The company said, based on data from NPD Group and IRI, that it grew share in apparel, beauty, home essentials and toys. Share growth in toys came even with flat comps in the category, an area of sales growth previously following the collapse of Toys R Us.
But CEO Brian Cornell said in a statement that Target "faced challenges throughout November and December in key seasonal merchandise categories." That includes toys, as well as electronics and sections of its home category. With those categories so important to the holiday period, they dragged on Target's sales. At the same time, high margin categories performed well during the quarter, which according to the company would boost the company's financial performance in Q4.
The results threw some cold water on investor excitement around Target after it posted a strong performance in the first three quarters of 2019. Analysts with Wells Fargo wrote in an emailed client note that the sales miss "suggests risk elsewhere" in the retail world as companies post results against a shortened holiday period and strong 2018 holiday numbers.
Ethan Chernofsky, vice president of marketing with foot traffic analytics firm Placer.ai, said in emailed comments that traffic to Target fell just over 1% in November and December from 2018, which he attributed to the shortened holiday period. At the same time, Target's traffic spiked 8% on Black Friday and had "really strong weeks heading into Christmas," Chernofsky said. "The fact that the decrease was limited is a massive testament to the strength of the brand and its relationship with consumers," he added.

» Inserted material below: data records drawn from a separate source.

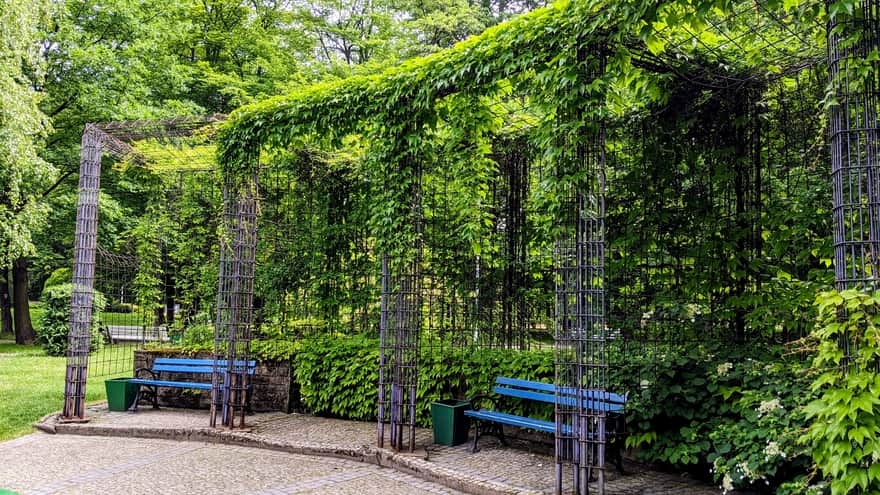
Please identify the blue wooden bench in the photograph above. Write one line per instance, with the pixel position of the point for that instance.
(490, 422)
(164, 366)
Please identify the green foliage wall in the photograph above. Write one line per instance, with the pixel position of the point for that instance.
(54, 328)
(844, 433)
(339, 375)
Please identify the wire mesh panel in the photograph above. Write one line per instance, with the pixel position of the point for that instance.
(86, 236)
(581, 332)
(855, 149)
(235, 297)
(123, 322)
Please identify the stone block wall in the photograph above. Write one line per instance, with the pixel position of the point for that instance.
(271, 383)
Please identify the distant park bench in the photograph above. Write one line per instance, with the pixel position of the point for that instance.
(164, 366)
(115, 334)
(490, 421)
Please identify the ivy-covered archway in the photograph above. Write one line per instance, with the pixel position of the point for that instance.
(593, 84)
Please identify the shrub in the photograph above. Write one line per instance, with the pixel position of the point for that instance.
(54, 326)
(724, 412)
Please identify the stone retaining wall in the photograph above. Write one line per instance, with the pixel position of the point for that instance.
(271, 384)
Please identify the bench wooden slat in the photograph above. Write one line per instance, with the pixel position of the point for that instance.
(520, 421)
(588, 394)
(569, 401)
(200, 362)
(193, 369)
(165, 383)
(525, 394)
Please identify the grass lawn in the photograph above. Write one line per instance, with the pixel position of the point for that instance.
(31, 386)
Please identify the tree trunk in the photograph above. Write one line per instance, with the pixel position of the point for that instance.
(24, 331)
(5, 303)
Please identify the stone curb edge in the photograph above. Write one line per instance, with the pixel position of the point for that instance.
(408, 464)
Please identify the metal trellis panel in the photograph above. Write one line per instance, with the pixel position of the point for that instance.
(86, 237)
(400, 328)
(855, 149)
(581, 333)
(235, 302)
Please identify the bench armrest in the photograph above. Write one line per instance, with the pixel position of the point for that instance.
(478, 399)
(139, 371)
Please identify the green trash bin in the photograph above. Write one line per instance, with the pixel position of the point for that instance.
(120, 394)
(450, 424)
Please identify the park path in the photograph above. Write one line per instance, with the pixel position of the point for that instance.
(291, 441)
(40, 464)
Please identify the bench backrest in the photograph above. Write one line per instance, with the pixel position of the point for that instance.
(546, 392)
(185, 365)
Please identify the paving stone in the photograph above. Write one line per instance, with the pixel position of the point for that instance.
(525, 467)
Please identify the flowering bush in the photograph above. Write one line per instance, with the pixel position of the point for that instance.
(725, 413)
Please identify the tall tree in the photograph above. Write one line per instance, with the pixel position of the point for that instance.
(23, 173)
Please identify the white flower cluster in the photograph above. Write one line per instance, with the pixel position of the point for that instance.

Neil Saunders, managing director of GlobalData Retail, described in emailed comments Target's holiday period as a "sharp deterioration" from Q3, though he also noted the company faced a tough comparison to the previous holiday period and performed well in many of its important categories.
The declines in electronics and home, though, Saunders described as "particularly disappointing." He noted those could be the results of the shortened time between Black Friday and Christmas, causing consumers to "preserve their budgets for holiday things rather than splash out on big-ticket bargains." More, he described a market-wide technology lineup in electronics as "far from inspiring this season."
"Overall, Target remains a good retailer on the right trajectory," Saunders said. "It may have stumbled and slowed over the holidays, but it is still one of the most attractive runners in the retail race."